Some critics have sniffed that the plot of The Love Punch is just a little, well, lacking in substance. At last year’s Toronto Film Festival she remarked, a little icily, ‘I’m fascinated by the fact that at the moment we don’t seem to make films that are designed to make you happy from the beginning to the end. We actors always seem to have to be on some sort of journey or other. In the olden days we didn’t have to do that. Sometimes actors were required to entertain!’

One accusation you could never level at Emma Thompson is that she’s shy of stating an opinion.

‘I’m a bit bossy really,’ she agrees, cheerfully. ‘And I have to say that some people find it quite difficult to live with, mentioning no names, but my first husband.’


On her husband, Greg Wise, and her life values

Luckily her second spouse is better able to roll with the punches than Sir Kenneth was. Greg Wise, a handsome, low-key actor whom Emma met on the set of Sense and Sensibility where he played the villainous Willoughby, prefers on the whole to stay out of the limelight; but Emma smiles when she speaks of him and loves him, she says, because he is kind. ‘He is kind to the root of his being and I admire that about him immensely.  
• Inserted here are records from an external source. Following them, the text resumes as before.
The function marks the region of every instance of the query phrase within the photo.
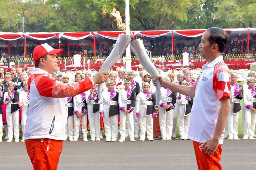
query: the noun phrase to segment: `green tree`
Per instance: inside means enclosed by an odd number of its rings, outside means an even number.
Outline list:
[[[216,12],[218,26],[223,28],[256,27],[255,0],[220,1]]]

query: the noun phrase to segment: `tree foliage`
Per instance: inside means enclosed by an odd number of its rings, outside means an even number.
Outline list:
[[[125,2],[0,0],[0,31],[22,31],[18,14],[24,16],[27,32],[119,30],[110,13],[115,8],[125,14]],[[255,0],[130,0],[130,3],[133,30],[256,27]]]

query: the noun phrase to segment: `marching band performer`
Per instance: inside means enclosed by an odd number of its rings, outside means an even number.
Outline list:
[[[91,76],[91,72],[90,70],[85,70],[84,73],[86,78],[90,78]]]
[[[3,93],[0,86],[0,142],[3,141],[3,111],[2,105],[3,103]]]
[[[15,84],[11,81],[8,83],[8,91],[4,94],[4,103],[7,104],[6,119],[8,129],[7,142],[12,141],[13,132],[15,142],[19,142],[19,107],[18,104],[19,93],[14,90]]]
[[[79,72],[76,73],[75,76],[75,82],[79,82],[80,81],[82,80],[82,76],[81,73]],[[79,94],[73,98],[74,110],[74,114],[75,115],[74,116],[75,123],[74,141],[76,141],[78,140],[81,118],[82,118],[82,122],[83,139],[84,141],[88,141],[87,139],[87,134],[88,131],[87,130],[86,127],[87,125],[87,113],[86,112],[83,112],[83,111],[82,110],[82,107],[84,106],[85,105],[84,102],[83,102],[85,100],[85,92]]]
[[[68,97],[63,99],[67,112],[67,124],[66,127],[66,138],[68,137],[70,141],[74,141],[74,99]]]
[[[230,109],[228,118],[229,139],[240,139],[237,136],[239,112],[241,110],[240,100],[243,98],[243,86],[237,83],[237,74],[230,73]]]
[[[178,84],[181,84],[185,79],[185,76],[183,73],[180,72],[177,74],[177,80],[178,81]],[[177,96],[179,96],[179,94],[177,94]],[[177,96],[176,98],[178,98]],[[178,117],[179,115],[179,105],[178,104],[177,102],[175,103],[174,105],[175,108],[173,110],[173,122],[172,128],[172,136],[173,138],[176,137],[176,131],[177,130],[177,122],[178,120]]]
[[[247,78],[249,77],[252,77],[254,78],[255,79],[255,77],[256,77],[256,75],[255,75],[255,71],[251,71],[249,72],[248,74],[248,76]],[[248,88],[248,85],[247,84],[247,83],[244,83],[243,85],[243,91],[244,91],[245,89],[246,89]],[[243,126],[244,129],[244,123],[245,122],[245,106],[244,105],[244,102],[243,102],[242,105],[242,112],[243,114],[242,118],[243,118]]]
[[[130,79],[131,84],[131,88],[132,90],[135,92],[136,95],[137,95],[140,91],[140,85],[139,83],[134,81],[134,76],[135,74],[134,71],[131,70],[127,72],[128,78]],[[134,138],[138,138],[139,137],[139,118],[133,114],[133,120],[134,124]]]
[[[189,86],[190,83],[184,80],[181,85]],[[190,96],[179,94],[177,103],[179,105],[179,131],[181,140],[187,139],[193,98]]]
[[[68,83],[69,78],[67,74],[65,73],[62,73],[62,76],[63,77],[63,82],[64,83]]]
[[[124,80],[124,79],[123,78],[122,75],[123,75],[123,73],[124,72],[124,68],[118,67],[116,68],[116,71],[117,71],[117,73],[118,73],[118,76],[119,77],[118,78],[118,82],[122,82],[123,83],[123,80]]]
[[[28,116],[28,109],[29,103],[29,91],[28,91],[27,82],[23,83],[23,86],[24,90],[19,93],[19,105],[22,109],[21,125],[22,130],[22,139],[21,141],[24,142],[23,136],[25,133],[25,126],[27,121],[27,117]]]
[[[128,77],[128,74],[127,74],[127,71],[125,69],[124,69],[123,71],[123,73],[122,74],[122,77],[124,79]]]
[[[88,111],[88,119],[90,124],[90,133],[91,139],[90,141],[100,141],[100,120],[99,112],[100,106],[98,103],[97,85],[86,92],[88,97],[86,98]]]
[[[189,85],[193,86],[195,83],[193,81],[193,74],[189,71],[186,73],[186,80],[189,83]]]
[[[150,84],[149,82],[144,82],[142,85],[143,92],[137,95],[135,106],[136,116],[139,118],[140,141],[145,140],[146,131],[148,140],[153,141],[153,119],[157,116],[155,109],[156,97],[149,91]]]
[[[169,76],[163,79],[171,81]],[[172,125],[173,121],[173,111],[176,102],[177,93],[166,87],[161,88],[161,99],[159,109],[159,121],[161,134],[163,140],[172,140]]]
[[[156,87],[153,85],[151,81],[151,75],[147,71],[144,71],[143,74],[143,81],[148,82],[150,83],[150,91],[151,93],[155,93],[156,91]]]
[[[123,82],[125,88],[120,91],[118,97],[121,122],[121,138],[118,141],[123,142],[125,140],[127,133],[126,124],[127,122],[130,140],[131,142],[134,142],[135,140],[134,139],[133,111],[135,106],[136,94],[135,92],[130,88],[131,82],[129,79],[127,78],[124,79]]]
[[[117,71],[112,71],[109,73],[109,79],[112,80],[114,82],[115,86],[114,89],[117,91],[119,92],[122,89],[124,89],[124,87],[123,85],[122,82],[119,82],[117,83],[116,78],[117,78],[118,73]]]
[[[119,93],[114,90],[114,83],[112,80],[107,81],[106,85],[108,89],[102,93],[100,114],[104,117],[106,141],[115,142],[118,137]]]
[[[255,78],[247,79],[248,87],[244,89],[243,100],[245,106],[245,122],[244,139],[255,139],[253,137],[256,121],[256,89]]]
[[[171,82],[175,82],[174,78],[175,78],[175,74],[173,72],[173,71],[171,71],[169,70],[168,71],[168,76],[170,78],[170,79],[171,80]]]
‘I tend to feel like Oscar Wilde did when he said that it’s every little action of every day that makes or unmakes character. And you need to be kind to everyone – it’s how you behave towards every person you encounter every day that makes you who you are, not just how you behave towards some of them. It’s no good being nice just to some people and then being unpleasant to the man who’s going to park your car or the woman who is doing your nails. That just doesn’t wash, you know.’

As well as Gaia, the couple have an adopted son, Tindyebwa Agaba – known as Tindy – a 26-year-old Rwandan former child soldier, whom they adopted in 2003. ‘He’s the only member of my family who knows how to load and clean an AK-47, which is something I’m quite relieved about. I’m sure that at some point we’ll need that skill,’ she says wryly, adding: ‘He’s a human rights lawyer – he’s just started his own organisation in Cairo.’  

Meanwhile, she confesses that she worries about Gaia. ‘There’s so much information out there and we both try to make sure she doesn’t have access to things that would disturb her too much. I can remember reading William Burroughs’ The Naked Lunch when I was 14 – it was high up on my Dad’s bookshelf and I knew it was not allowed but I read it and I really wished I hadn’t. It was awful: it stuck in my mind like putty and I couldn’t get it out. So we’re quite careful with Gaia. She doesn’t have her own computer.

‘We allow TV but we’re quite strict about it and we only have one set in the house. There are all these terrible, impossible standards out there about how women should look that make young women judge themselves all the time and that’s just not how human beings should live. But they’re there and they’re meaningless and they’re insidious and we can’t just look away, we have to fight them.’

Bossy? Unquestionably. But somehow the world feels much better with Emma Thompson in it.